Key takeaways
- The CLOUD Act reaches US providers regardless of where the servers stand — Microsoft confirmed under oath in June 2025 that it cannot guarantee EU data stays out of US hands.
- Sovereignty has three layers: data location, operating company, and legal jurisdiction. A Frankfurt region on a US hyperscaler covers only the first.
- Hetzner wins on steady-state compute and egress — 20 TB of traffic included per cloud server versus roughly $0.09/GB on AWS. It loses on elastic burst and managed services.
- The EU Data Act bans switching charges, including exit egress, from 12 January 2027 — the cost of leaving a hyperscaler is falling, and a split estate is often the right architecture.
EU-sovereign cloud hosting means infrastructure where all three layers sit inside the EU: where the data physically lives, which company operates the platform, and which legal system can compel access to it. A Frankfurt region on a US hyperscaler delivers the first layer — and only the first.
The short answer: if a provider is subject to US jurisdiction, the CLOUD Act lets US authorities compel it to hand over data it controls, no matter which country the servers stand in. That doesn’t make AWS or GCP unusable for German companies — for most workloads, an EU region with customer-managed keys is a defensible setup. But it does mean “our data is in Frankfurt” is a statement about latency, not sovereignty. And once you separate the legal question from the economic one, a second surprise appears: for steady-state, traffic-heavy workloads, EU providers like Hetzner aren’t just the sovereign choice — they’re often dramatically cheaper. The trick is knowing which of your workloads belong where.
We architect cloud platforms for mid-market DACH companies across AWS, GCP, and Hetzner, and this question — “is our Frankfurt region actually compliant, and are we overpaying for it?” — has become the most common opener in our cloud architecture engagements. Here’s the full picture.
What the CLOUD Act actually reaches
The Clarifying Lawful Overseas Use of Data Act became US law in 2018. Its core mechanism is simple: US authorities can require a provider subject to US jurisdiction to produce data in its “possession, custody, or control” — regardless of where that data is stored. The physical location of the server is legally irrelevant. What matters is who controls it.
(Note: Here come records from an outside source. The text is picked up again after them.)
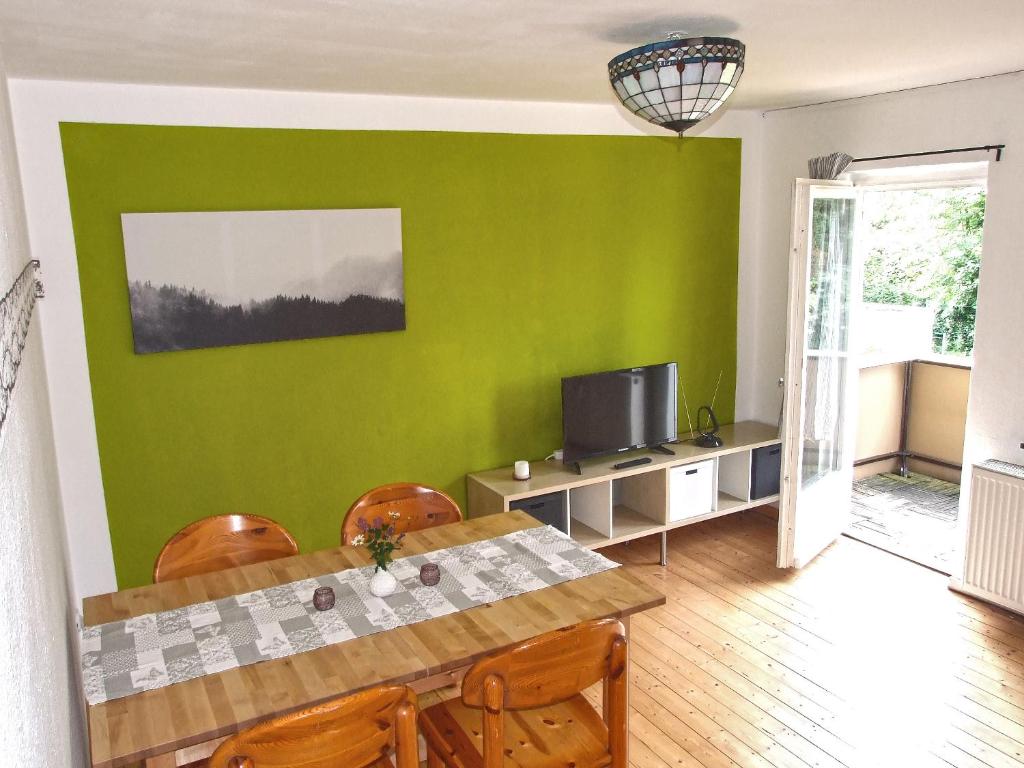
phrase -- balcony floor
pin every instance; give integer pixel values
(913, 517)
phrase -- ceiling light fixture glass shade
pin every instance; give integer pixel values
(679, 82)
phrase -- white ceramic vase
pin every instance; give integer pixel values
(382, 584)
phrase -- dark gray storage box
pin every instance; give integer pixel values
(766, 467)
(549, 509)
For years, hyperscaler sales decks answered this with process language: requests are rare, they’re challenged in court, there are transparency reports. All true. Then, in June 2025, the abstraction collapsed into a single sentence. Testifying before a French Senate inquiry into digital sovereignty, Microsoft France’s director of public and legal affairs was asked whether he could guarantee that French citizens’ data would never be transmitted to US authorities without French authorization. His answer, under oath: “No, I cannot guarantee it.”
That is not a scandal — it’s just the law working as written. A US-headquartered provider cannot contract its way out of a US statute, and no amount of EU data-center investment changes the jurisdiction of the parent company.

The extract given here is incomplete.